If you plan to come to Topeka for a fresh bowl of this chili, Charlie only has chili Monday-Thursday 11pm - 2pm, October-March. They will extend the season if cold weather comes early or if we have a cold spring. If you are coming a distance, it might be best to call ahead. Some people might laugh at the thought of people traveling to try the chili, but it happens. Folks from the websites Chowhound.com and others have organized fly/drive ins to eat at Porubsky's in the past, as well as people who have seen the Porubsky documentary on PBS or in it's theater run.
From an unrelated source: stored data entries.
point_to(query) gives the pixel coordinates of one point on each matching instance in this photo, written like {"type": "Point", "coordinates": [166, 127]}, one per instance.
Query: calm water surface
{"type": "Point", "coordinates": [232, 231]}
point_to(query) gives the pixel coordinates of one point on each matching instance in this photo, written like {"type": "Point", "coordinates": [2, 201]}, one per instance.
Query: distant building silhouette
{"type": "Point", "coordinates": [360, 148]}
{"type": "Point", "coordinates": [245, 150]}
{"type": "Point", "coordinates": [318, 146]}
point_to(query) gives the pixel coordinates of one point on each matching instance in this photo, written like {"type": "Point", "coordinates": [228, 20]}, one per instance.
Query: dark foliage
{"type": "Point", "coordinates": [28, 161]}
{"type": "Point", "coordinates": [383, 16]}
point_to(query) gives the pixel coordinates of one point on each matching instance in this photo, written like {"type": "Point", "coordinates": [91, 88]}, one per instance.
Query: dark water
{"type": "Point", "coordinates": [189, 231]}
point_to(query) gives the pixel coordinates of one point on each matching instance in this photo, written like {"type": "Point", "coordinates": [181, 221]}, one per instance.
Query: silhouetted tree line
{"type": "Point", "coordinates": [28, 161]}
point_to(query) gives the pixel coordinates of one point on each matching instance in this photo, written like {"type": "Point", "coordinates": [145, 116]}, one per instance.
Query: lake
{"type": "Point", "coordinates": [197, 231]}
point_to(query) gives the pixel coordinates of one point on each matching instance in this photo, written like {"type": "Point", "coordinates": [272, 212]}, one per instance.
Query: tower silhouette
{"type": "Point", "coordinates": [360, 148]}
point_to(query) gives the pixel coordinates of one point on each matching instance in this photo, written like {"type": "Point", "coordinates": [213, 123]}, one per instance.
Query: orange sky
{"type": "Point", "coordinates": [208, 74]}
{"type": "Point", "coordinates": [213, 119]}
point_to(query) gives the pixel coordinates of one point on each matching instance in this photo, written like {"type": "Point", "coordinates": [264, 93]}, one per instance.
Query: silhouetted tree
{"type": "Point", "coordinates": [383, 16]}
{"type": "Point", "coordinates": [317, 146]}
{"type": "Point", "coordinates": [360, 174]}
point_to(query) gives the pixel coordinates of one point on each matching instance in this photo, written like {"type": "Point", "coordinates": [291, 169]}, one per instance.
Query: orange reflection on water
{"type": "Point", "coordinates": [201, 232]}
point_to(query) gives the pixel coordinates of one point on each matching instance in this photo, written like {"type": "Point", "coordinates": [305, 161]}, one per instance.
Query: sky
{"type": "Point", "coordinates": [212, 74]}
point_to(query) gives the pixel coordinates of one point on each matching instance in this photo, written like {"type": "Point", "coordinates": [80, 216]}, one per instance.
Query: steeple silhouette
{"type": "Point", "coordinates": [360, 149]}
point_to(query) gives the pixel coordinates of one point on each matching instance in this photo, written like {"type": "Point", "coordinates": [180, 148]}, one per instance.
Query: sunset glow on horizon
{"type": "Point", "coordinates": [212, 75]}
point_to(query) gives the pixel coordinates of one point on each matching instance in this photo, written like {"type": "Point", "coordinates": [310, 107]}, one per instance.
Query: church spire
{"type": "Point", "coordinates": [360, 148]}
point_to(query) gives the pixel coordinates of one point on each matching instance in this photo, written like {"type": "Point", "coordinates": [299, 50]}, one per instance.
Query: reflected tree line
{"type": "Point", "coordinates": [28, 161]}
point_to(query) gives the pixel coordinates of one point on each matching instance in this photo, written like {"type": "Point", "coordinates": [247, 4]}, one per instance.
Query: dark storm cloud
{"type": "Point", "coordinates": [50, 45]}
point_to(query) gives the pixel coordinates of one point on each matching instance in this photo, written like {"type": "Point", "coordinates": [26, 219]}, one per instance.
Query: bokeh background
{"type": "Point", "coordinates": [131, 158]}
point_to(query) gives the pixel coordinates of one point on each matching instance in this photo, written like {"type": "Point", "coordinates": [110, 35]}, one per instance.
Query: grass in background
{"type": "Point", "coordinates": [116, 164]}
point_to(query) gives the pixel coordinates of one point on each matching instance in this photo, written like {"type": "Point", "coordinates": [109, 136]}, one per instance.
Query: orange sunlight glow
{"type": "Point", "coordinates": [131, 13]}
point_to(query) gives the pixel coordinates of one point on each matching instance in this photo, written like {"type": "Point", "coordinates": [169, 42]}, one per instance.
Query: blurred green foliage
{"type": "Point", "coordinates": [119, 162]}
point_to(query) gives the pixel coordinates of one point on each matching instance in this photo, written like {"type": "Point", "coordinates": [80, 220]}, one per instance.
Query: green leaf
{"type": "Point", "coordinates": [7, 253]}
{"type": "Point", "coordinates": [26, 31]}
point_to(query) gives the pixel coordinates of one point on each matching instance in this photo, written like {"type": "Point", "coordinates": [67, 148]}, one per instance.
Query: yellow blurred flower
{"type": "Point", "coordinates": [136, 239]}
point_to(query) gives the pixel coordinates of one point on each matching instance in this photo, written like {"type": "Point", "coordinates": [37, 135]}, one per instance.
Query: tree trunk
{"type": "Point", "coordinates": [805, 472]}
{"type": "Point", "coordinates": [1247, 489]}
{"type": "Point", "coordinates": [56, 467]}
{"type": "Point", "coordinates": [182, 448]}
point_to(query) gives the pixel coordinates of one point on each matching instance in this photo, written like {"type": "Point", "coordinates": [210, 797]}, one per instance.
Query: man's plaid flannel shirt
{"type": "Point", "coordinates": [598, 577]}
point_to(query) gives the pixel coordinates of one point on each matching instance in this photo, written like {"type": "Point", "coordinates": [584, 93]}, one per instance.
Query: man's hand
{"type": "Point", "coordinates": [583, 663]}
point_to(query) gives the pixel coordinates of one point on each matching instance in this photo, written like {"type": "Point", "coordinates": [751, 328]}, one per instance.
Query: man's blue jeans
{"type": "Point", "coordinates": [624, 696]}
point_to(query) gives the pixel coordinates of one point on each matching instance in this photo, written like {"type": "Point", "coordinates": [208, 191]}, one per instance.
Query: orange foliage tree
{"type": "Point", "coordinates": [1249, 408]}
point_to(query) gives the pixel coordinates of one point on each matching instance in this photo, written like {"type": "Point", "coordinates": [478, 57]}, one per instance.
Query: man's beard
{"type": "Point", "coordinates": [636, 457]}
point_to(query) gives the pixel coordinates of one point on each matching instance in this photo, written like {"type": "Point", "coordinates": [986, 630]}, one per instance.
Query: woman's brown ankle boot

One interesting note about Porubsky's. There is a local judge who has worked at Porubsky's since his college days, and when his schedule allows, he still works there on the lunch hour, serving chili and Charlie's massive sandwiches or deli plates.
- 1 cup chopped onions
- 2 garlic cloves, minced
- 2 tablespoons vegetable oil
- 2 pounds coarsely ground chuck
- 1 1/2 teaspoons salt
- 3 tablespoons chili powder
- 1 tablespoon ground cumin
- 2 teaspoons Worcestershire sauce
- 1 tablespoon sugar
- 2 cups tomato sauce
- Two 16-ounce cans red kidney beans, drained
- Tabasco to taste, (we use 10 drops for a faint heat)
- In a big, heavy skillet or Dutch oven, sauté the onions and garlic in the oil until they are soft.
- Add the beef and salt. Cook until the beef is completely browned, breaking it up with a fork as it cooks. Drain off any excess fat.
- Add the chili powder, cumin, Worcestershire, sugar, tomato sauce, and 2 cups water. Bring the chili to a low boil and summer 30 minutes, stirring occasionally. Add the beans and simmer 15 minutes more. Add the Tabasco and more salt, if desired.
To Make the Pickles
For Horseradish Pickles
One 32-ounce jar kosher dill pickle halves (about 4 large pickles), with brine
1/2 cup prepared horseradish
1 teaspoon cayenne
Make the pickles
Pour the brine from the pickle jar into a large bowl. Mix the horseradish and cayenne into the brine. Cut the pickles into large bite-sized pieces and reimmerse them in the spiced brine. Cover and refrigerate several hours or overnight.